Crollo a terra stremato, sono pochi gli Uomini rimasti, Willard è piegato in
avanti: il suo sangue sta macchiando il terreno.
Torno nella mia forma umana, voglio affrontare quel bastardo che ha ferito
Willard.
A fatica mi alzo in piedi. Formulo un incantesimo, l’Uomo afferra Willard e lo
mette davanti a sé, posandogli il coltello sulla gola.
“Bastardo…”
sibilo interrompendo la cantilena, non posso rischiare di colpire Willard.
“Incredibile, un Drago
che si da tanta premura per un Umano…” sghignazza con un movimento rapidissimo
del polso pianta il pugnale nel petto di Willard che spalanca gli occhi
accasciandosi a terra senza emettere un suono.
“NOOOOOOOOOOOOOOOOO!”
Nel momento stesso in
cui Willard tocca terra, scaglio un fulmine uccidendo l’assassino dell’uomo che
amo.
Crollo in ginocchio sfinito, sono rimasti solo cinque Uomini. Non ho la forza di
attaccarli, potrebbero finirmi, ma non lo fanno sono basiti per quello che è
successo.
A fatica mi trascino
verso Willard. La vita sta lasciando il mio corpo, ma non mi interessa, striscio
sulla terra scura, devo toccarlo un’ultima volta.

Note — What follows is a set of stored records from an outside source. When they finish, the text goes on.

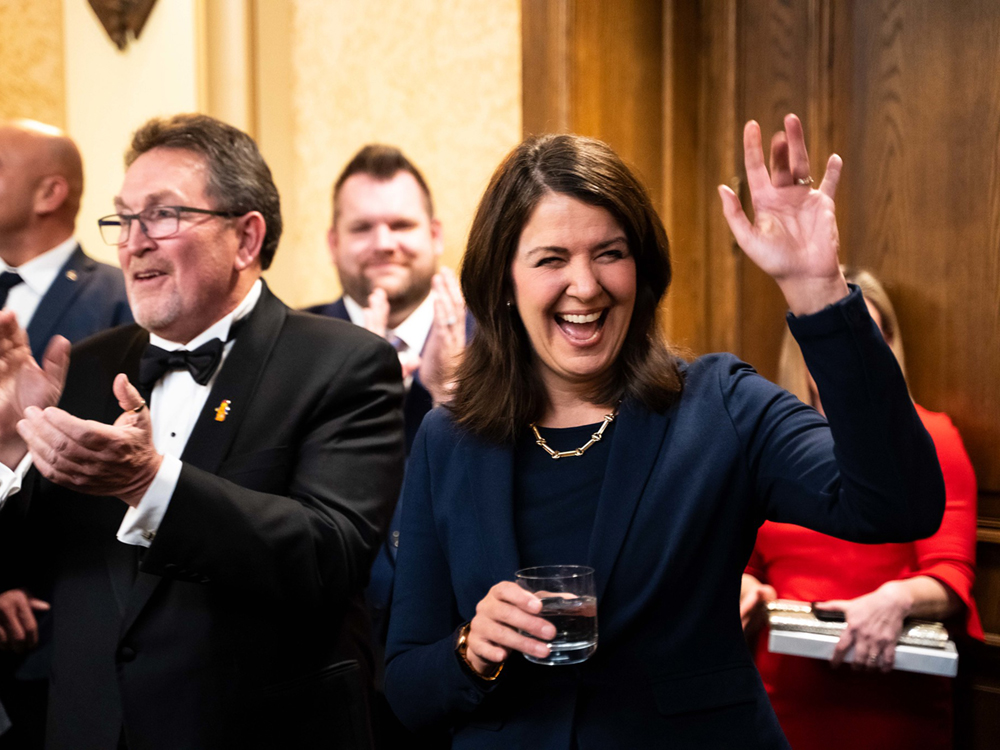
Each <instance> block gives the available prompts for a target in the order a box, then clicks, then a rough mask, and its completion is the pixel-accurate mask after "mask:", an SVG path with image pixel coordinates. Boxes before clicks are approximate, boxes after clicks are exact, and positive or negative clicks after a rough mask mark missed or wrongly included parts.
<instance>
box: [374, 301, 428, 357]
mask: <svg viewBox="0 0 1000 750" xmlns="http://www.w3.org/2000/svg"><path fill="white" fill-rule="evenodd" d="M433 324H434V292H431V293H430V294H428V295H427V296H426V297H424V301H423V302H421V303H420V307H418V308H417V309H416V310H414V311H413V312H411V313H410V314H409V315H408V316H407V317H406V320H404V321H403V322H402V323H400V324H399V325H398V326H396V327H395V328H393V329H391V330H389V331H387V332H386V334H387V335H388V336H398V337H399V338H401V339H402V340H403V341H404V342H405V343H406V346H407V348H408V350H409V351H411V352H414V353H415V354H419V353H420V352H422V351H423V350H424V344H425V343H426V342H427V336H428V335H429V334H430V332H431V326H432V325H433Z"/></svg>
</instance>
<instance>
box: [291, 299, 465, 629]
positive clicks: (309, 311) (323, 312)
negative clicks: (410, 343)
mask: <svg viewBox="0 0 1000 750" xmlns="http://www.w3.org/2000/svg"><path fill="white" fill-rule="evenodd" d="M305 312H311V313H313V314H314V315H325V316H327V317H330V318H337V319H338V320H346V321H350V319H351V316H350V315H349V314H348V312H347V306H346V305H345V304H344V298H343V297H341V298H340V299H338V300H336V301H335V302H330V303H328V304H324V305H314V306H313V307H309V308H306V309H305ZM475 330H476V323H475V319H474V318H473V317H472V315H469V314H467V315H466V316H465V335H466V337H468V338H471V337H472V335H473V333H475ZM433 406H434V399H433V398H431V394H430V393H429V392H428V390H427V389H426V388H425V387H424V384H423V383H422V382H421V380H420V370H417V371H416V372H415V373H414V374H413V381H412V383H411V384H410V390H409V392H408V393H407V394H406V397H405V398H404V400H403V422H404V423H405V425H406V453H407V455H409V453H410V446H411V445H413V438H414V437H415V436H416V434H417V430H418V429H419V428H420V423H421V422H422V421H423V419H424V416H425V415H426V414H427V412H429V411H430V410H431V408H432V407H433ZM401 512H402V505H397V506H396V512H395V513H394V514H393V516H392V521H391V522H390V523H389V534H388V536H387V537H386V542H385V545H383V549H382V550H381V551H380V552H379V554H378V557H377V558H376V559H375V564H374V566H373V567H372V580H371V585H370V586H369V588H368V596H369V601H370V603H371V605H372V616H373V618H374V620H375V632H376V637H379V636H380V637H381V640H382V642H384V641H385V636H386V633H387V630H388V621H389V617H388V609H389V602H390V601H391V599H392V581H393V576H394V570H395V567H396V554H397V550H398V549H399V538H400V533H399V521H400V514H401Z"/></svg>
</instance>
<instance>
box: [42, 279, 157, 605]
mask: <svg viewBox="0 0 1000 750" xmlns="http://www.w3.org/2000/svg"><path fill="white" fill-rule="evenodd" d="M53 286H54V285H53ZM148 344H149V334H148V333H146V331H144V330H143V329H141V328H138V327H137V328H136V329H135V334H134V336H133V337H132V338H131V340H129V341H128V342H127V343H126V345H125V346H124V347H123V348H122V350H121V352H122V354H121V359H120V360H119V361H118V362H117V363H116V366H115V367H113V368H111V369H112V370H116V371H118V372H123V373H125V375H126V376H128V379H129V381H130V382H132V383H137V382H138V380H139V359H140V358H141V357H142V353H143V351H145V349H146V346H147V345H148ZM143 395H144V397H145V398H146V399H147V400H148V399H149V394H148V393H147V394H143ZM104 398H105V404H104V414H103V418H104V421H105V422H107V423H108V424H111V423H112V422H114V421H115V420H116V419H117V418H118V416H119V415H120V414H121V408H120V407H119V406H118V400H117V399H116V398H115V397H114V394H113V393H112V392H110V391H109V392H108V393H107V394H105V396H104ZM126 510H127V508H125V507H124V505H123V506H122V509H121V516H119V519H118V520H119V522H120V520H121V517H123V516H124V515H125V511H126ZM138 554H139V549H138V548H137V547H134V546H132V545H128V544H122V543H120V542H115V543H113V544H110V545H108V546H107V547H106V548H105V558H104V561H105V563H106V564H107V567H108V575H109V576H110V578H111V588H112V590H113V591H114V595H115V601H116V603H117V604H118V609H119V612H121V613H122V614H123V615H124V613H125V611H126V609H127V607H128V601H129V599H130V597H131V596H132V593H133V588H134V584H135V576H136V572H135V571H136V564H137V562H138Z"/></svg>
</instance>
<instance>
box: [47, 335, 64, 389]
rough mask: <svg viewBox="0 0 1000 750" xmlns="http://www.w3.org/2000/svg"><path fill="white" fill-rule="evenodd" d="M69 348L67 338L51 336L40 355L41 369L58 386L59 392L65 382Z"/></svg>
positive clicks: (63, 337)
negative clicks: (48, 343)
mask: <svg viewBox="0 0 1000 750" xmlns="http://www.w3.org/2000/svg"><path fill="white" fill-rule="evenodd" d="M69 350H70V343H69V339H67V338H64V337H63V336H53V337H52V338H51V339H50V340H49V344H48V346H46V347H45V353H44V354H43V355H42V370H44V371H45V374H46V375H48V376H49V379H50V380H52V382H53V383H54V384H55V385H56V386H57V387H58V389H59V392H60V393H62V389H63V386H64V385H65V384H66V372H67V371H68V370H69Z"/></svg>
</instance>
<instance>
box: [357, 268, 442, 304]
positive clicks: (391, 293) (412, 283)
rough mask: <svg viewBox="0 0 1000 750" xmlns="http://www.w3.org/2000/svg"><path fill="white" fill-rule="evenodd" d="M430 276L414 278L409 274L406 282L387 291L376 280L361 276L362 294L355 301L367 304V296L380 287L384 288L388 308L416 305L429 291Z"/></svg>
mask: <svg viewBox="0 0 1000 750" xmlns="http://www.w3.org/2000/svg"><path fill="white" fill-rule="evenodd" d="M431 278H432V277H427V278H426V279H415V278H413V277H412V276H411V277H410V281H409V282H408V283H406V284H402V285H400V286H399V287H397V288H396V289H394V290H393V291H389V290H388V289H385V287H380V286H379V285H378V284H377V283H376V282H373V281H372V280H370V279H368V278H365V277H363V278H362V290H361V291H362V294H363V296H362V297H361V299H359V300H356V301H357V302H358V303H359V304H361V305H362V306H367V305H368V297H369V296H370V295H371V293H372V292H374V291H375V289H377V288H380V289H384V290H385V293H386V297H387V298H388V300H389V309H390V310H400V309H405V308H407V307H410V306H416V305H419V304H420V303H421V302H423V301H424V300H425V299H426V298H427V295H428V294H430V293H431Z"/></svg>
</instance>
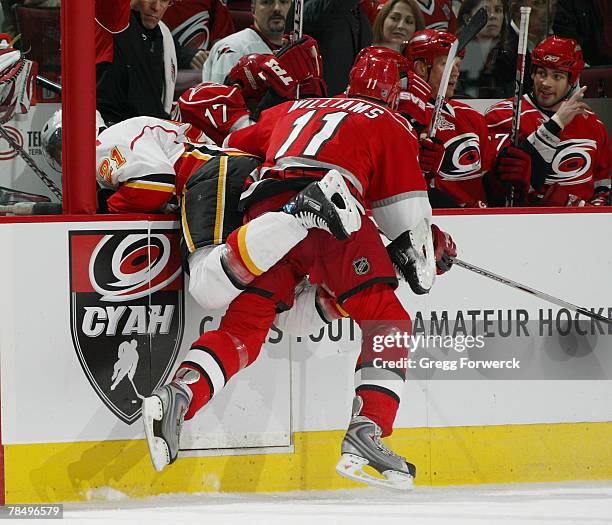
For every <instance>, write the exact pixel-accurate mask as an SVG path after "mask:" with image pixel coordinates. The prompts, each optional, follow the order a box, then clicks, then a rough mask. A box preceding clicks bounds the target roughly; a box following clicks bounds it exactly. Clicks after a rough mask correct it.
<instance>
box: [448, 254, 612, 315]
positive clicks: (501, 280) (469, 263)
mask: <svg viewBox="0 0 612 525" xmlns="http://www.w3.org/2000/svg"><path fill="white" fill-rule="evenodd" d="M453 263H454V264H456V265H457V266H461V268H465V269H466V270H470V271H471V272H474V273H477V274H479V275H482V276H483V277H488V278H489V279H493V280H494V281H497V282H498V283H502V284H505V285H506V286H510V287H511V288H516V289H517V290H522V291H523V292H526V293H528V294H530V295H535V296H536V297H539V298H540V299H544V300H545V301H549V302H551V303H553V304H556V305H557V306H561V307H562V308H567V309H568V310H571V311H573V312H577V313H579V314H582V315H584V316H586V317H591V318H592V319H596V320H597V321H603V322H604V323H607V324H612V319H610V318H609V317H604V316H603V315H599V314H596V313H595V312H591V311H590V310H587V309H586V308H584V307H582V306H576V305H575V304H572V303H568V302H567V301H564V300H563V299H559V298H557V297H554V296H552V295H549V294H547V293H544V292H540V291H539V290H536V289H535V288H531V287H529V286H526V285H524V284H520V283H517V282H516V281H512V280H510V279H507V278H506V277H502V276H501V275H497V274H495V273H493V272H490V271H488V270H484V269H483V268H479V267H478V266H474V265H473V264H470V263H467V262H465V261H462V260H461V259H457V258H453Z"/></svg>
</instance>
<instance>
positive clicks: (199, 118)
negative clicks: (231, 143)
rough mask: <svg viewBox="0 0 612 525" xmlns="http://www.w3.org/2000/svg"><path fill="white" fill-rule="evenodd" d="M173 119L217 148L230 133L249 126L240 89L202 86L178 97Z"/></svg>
mask: <svg viewBox="0 0 612 525" xmlns="http://www.w3.org/2000/svg"><path fill="white" fill-rule="evenodd" d="M172 118H174V119H175V120H179V121H181V122H189V123H190V124H192V125H193V126H195V127H196V128H198V129H199V130H201V131H203V132H204V133H205V134H206V135H207V136H208V137H210V138H211V139H212V140H213V142H214V143H215V144H217V145H221V144H223V141H224V140H225V137H227V135H229V134H230V133H231V132H232V131H235V130H237V129H240V128H243V127H245V126H248V125H249V124H251V120H250V115H249V110H248V109H247V106H246V103H245V101H244V98H243V97H242V93H241V91H240V89H238V88H237V87H230V86H225V85H223V84H216V83H214V82H202V83H201V84H198V85H197V86H194V87H192V88H189V89H188V90H187V91H185V93H183V94H182V95H181V97H180V98H179V100H178V105H177V106H176V111H175V113H173V115H172Z"/></svg>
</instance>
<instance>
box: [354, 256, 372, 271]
mask: <svg viewBox="0 0 612 525" xmlns="http://www.w3.org/2000/svg"><path fill="white" fill-rule="evenodd" d="M353 269H354V270H355V273H356V274H357V275H365V274H366V273H368V272H369V271H370V261H368V259H367V257H360V258H359V259H356V260H354V261H353Z"/></svg>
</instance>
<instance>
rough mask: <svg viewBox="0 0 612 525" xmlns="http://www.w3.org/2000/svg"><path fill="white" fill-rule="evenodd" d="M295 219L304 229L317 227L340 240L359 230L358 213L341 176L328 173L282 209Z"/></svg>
mask: <svg viewBox="0 0 612 525" xmlns="http://www.w3.org/2000/svg"><path fill="white" fill-rule="evenodd" d="M283 211H285V212H286V213H288V214H290V215H293V216H295V217H296V218H297V219H298V220H299V221H300V223H301V224H302V226H304V228H307V229H310V228H320V229H322V230H325V231H328V232H329V233H331V234H332V235H333V236H334V237H336V238H337V239H339V240H341V241H343V240H346V239H348V238H349V236H350V235H351V233H353V232H354V231H357V230H358V229H359V228H360V227H361V214H360V213H359V206H358V204H357V201H356V200H355V198H354V197H353V196H352V195H351V193H350V191H349V189H348V187H347V186H346V182H344V177H342V175H341V174H340V173H339V172H338V171H336V170H331V171H329V172H328V173H327V175H325V177H323V178H322V179H321V180H320V181H318V182H313V183H312V184H309V185H308V186H306V188H304V189H303V190H302V191H301V192H300V193H298V194H297V195H296V196H295V197H293V199H291V200H290V201H289V202H288V203H287V204H285V206H284V207H283Z"/></svg>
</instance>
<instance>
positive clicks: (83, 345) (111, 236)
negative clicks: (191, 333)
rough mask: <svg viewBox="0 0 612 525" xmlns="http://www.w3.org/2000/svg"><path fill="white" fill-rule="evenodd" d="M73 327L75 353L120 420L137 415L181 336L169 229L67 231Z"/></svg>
mask: <svg viewBox="0 0 612 525" xmlns="http://www.w3.org/2000/svg"><path fill="white" fill-rule="evenodd" d="M69 245H70V309H71V312H70V328H71V333H72V341H73V343H74V348H75V350H76V353H77V357H78V359H79V362H80V363H81V366H82V368H83V371H84V372H85V375H86V377H87V379H88V380H89V382H90V383H91V386H92V387H93V389H94V390H95V391H96V393H97V394H98V396H99V397H100V399H101V400H102V402H103V403H104V404H105V405H106V406H107V407H108V408H109V409H110V410H111V411H112V412H113V413H114V414H115V415H116V416H117V417H118V418H119V419H121V421H123V422H125V423H127V424H131V423H133V422H134V421H135V420H136V419H138V417H139V416H140V409H141V402H142V399H143V398H144V397H146V396H148V395H149V394H150V393H151V391H152V390H154V389H155V388H157V387H158V386H160V385H162V384H163V383H164V382H165V381H166V379H167V377H168V375H169V374H170V371H171V369H172V366H173V365H174V362H175V360H176V357H177V354H178V350H179V346H180V344H181V339H182V337H183V325H184V315H183V303H184V298H183V275H182V270H181V260H180V251H179V233H178V232H177V231H174V230H162V229H159V230H152V231H150V232H148V231H147V230H132V231H124V230H121V231H119V230H111V231H72V232H70V234H69Z"/></svg>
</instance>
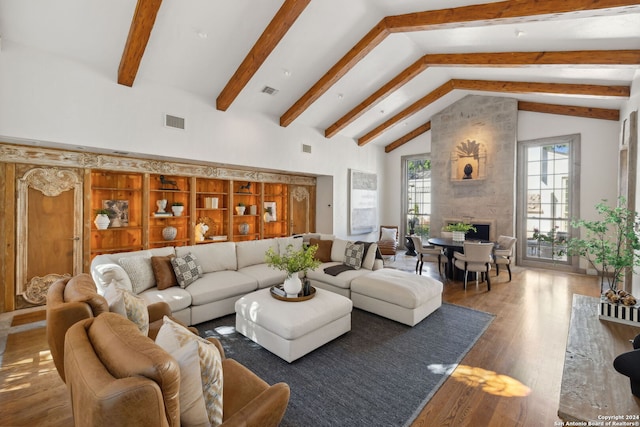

Allunga una mano, la prendo e la stringo nella mia.
“Ti amo” dicono le sue labbra macchiate di sangue.
“Ti amo” sussurro baciandolo.
Chiude gli occhi, reclina il viso ed esala l’ultimo respiro.
“Willard,
Willard, WILLARD!!!”
Ho la vista appannata, non so se dalle lacrime o dal dolore, vorrei urlare tutto
la disperazione che provo in questo momento, ma non ce la faccio. Sono troppo
debole, le forze mi stanno abbandonando. La vita mi sta lasciando. Mi accascio
su di lui il mio cuore non può sopportare un altro dolore così grande.